Il me semble nécessaire, avant d'aborder ces mutations, de rappeler à grands traits l'évolution industrielle de Genève et les conditions spéci- fiques de ce « Finistère » helvétique.

EVOLUTION ET CONDITIONS DE L'INDUSTRIE GENEVOISE

Abstraction faite de l'imprimerie et de l'industrie du papier, stimulées par la Réforme à laquelle Genève adhère officiellement en 1536, l'indus- trie genevoise débute véritablement avec l'horlogerie, dans la seconde moitié du XVIe siècle. Appliquer l'étiquette industrielle à l'horlogerie de cette époque serait abusif si l'on ne songeait à ce qu'elle est devenue par la suite. En effet, cet artisanat issu de la diaspora protestante ne fera figure d'industrie nationale qu'à partir du XVIIe siècle et, plus encore, du XVIIIe siècle, moment où la Fabrique contrôlera et gérera des marchés qui s'étendront à toute l'Europe et même au-delà. Les expériences textiles des Genevois au cours de ces deux siècles se heurteront à la concurrence lyonnaise, telle la soie, ou seront victimes de la conjoncture, telle l'in-diennerie.

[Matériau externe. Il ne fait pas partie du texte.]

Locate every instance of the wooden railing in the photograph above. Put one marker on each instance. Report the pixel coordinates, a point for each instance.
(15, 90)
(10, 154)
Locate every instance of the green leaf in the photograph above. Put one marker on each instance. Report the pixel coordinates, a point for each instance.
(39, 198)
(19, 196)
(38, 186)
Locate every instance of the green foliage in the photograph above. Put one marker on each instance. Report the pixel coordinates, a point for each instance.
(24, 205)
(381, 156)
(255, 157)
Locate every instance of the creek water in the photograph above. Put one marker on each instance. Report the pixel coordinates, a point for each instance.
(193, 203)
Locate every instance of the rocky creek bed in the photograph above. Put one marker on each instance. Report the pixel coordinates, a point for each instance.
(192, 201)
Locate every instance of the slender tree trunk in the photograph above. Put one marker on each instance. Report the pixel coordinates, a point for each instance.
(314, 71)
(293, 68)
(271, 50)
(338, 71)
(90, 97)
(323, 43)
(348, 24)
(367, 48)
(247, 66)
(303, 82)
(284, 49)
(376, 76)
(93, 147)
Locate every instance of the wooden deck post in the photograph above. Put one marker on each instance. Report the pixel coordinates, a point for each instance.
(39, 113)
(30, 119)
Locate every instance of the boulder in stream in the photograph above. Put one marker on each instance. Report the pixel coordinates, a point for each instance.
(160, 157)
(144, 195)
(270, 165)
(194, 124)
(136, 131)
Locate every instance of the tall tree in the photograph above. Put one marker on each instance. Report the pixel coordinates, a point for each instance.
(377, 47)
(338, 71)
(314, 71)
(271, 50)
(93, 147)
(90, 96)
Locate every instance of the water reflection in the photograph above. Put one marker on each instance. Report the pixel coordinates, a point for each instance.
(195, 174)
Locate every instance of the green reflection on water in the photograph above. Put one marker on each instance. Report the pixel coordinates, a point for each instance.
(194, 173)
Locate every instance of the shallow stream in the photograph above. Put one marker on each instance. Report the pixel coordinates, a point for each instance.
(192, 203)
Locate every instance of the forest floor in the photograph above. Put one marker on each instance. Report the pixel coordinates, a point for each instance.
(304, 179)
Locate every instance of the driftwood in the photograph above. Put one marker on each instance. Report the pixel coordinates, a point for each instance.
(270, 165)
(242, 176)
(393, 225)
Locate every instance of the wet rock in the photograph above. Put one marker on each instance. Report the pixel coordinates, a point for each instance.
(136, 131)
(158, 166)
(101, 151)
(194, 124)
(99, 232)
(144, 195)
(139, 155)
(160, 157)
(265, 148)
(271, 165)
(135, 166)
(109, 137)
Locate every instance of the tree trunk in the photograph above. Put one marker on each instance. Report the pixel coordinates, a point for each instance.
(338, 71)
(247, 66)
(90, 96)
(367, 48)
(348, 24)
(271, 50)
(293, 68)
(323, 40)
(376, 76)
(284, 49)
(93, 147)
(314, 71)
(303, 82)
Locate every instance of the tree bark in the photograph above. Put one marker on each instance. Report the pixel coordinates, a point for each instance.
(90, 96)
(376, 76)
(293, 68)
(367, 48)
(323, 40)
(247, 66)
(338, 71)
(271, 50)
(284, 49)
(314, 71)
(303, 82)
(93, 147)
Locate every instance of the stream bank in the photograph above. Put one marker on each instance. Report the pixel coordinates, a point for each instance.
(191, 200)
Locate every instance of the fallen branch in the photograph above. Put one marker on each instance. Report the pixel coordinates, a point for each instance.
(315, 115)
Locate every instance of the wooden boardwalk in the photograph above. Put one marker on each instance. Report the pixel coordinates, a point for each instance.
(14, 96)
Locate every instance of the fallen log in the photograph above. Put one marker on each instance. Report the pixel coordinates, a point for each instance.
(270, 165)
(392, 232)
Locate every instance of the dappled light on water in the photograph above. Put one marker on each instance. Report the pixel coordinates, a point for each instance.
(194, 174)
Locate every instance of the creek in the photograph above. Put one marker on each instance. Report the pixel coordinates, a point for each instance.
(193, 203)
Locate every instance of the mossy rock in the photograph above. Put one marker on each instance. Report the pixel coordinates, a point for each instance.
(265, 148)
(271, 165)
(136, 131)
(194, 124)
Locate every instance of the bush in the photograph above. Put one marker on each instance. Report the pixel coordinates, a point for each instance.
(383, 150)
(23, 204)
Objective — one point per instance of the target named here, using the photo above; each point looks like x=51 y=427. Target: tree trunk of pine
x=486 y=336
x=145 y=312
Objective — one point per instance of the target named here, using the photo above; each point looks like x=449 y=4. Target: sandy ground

Ce n'est guère qu'après 1860 que Genève réussira à s'insérer dans le grand mouvement de la seconde révolution industrielle qui permettra l'émergence des premières grandes entreprises de la mécanique, de la métallurgie et de la chimie. Eléments majeurs et bien visibles du paysage industriel à côté des fabriques d'horlogerie et d'une poussière de petites entreprises qui se consacrent aux biens de consommation.

Genève n'ayant pas vraiment de vocation industrielle inscrite dans la géographie, les processus d'industrialisation seront déclenchés entre 1860 et la première guerre mondiale, moins par la présence de facteurs de production abondants — main-d'œuvre et hydro-électricité mises à part — que par le dynamisme d'entrepreneurs-inventeurs. L'absence de matières premières, l'insuffisance des moyens de transport et la médio- crité des relations régionales empêcheront l'industrie genevoise d'acquérir de grandes dimensions. Le milieu industriel genevois a toujours été caractérisé par une certaine insularité, conséquence de l'enclavement territorial, par une inaptitude à investir massivement dans la région et par une habitabilité industrielle très sélective en raison de la rareté des espaces industriels disponibles.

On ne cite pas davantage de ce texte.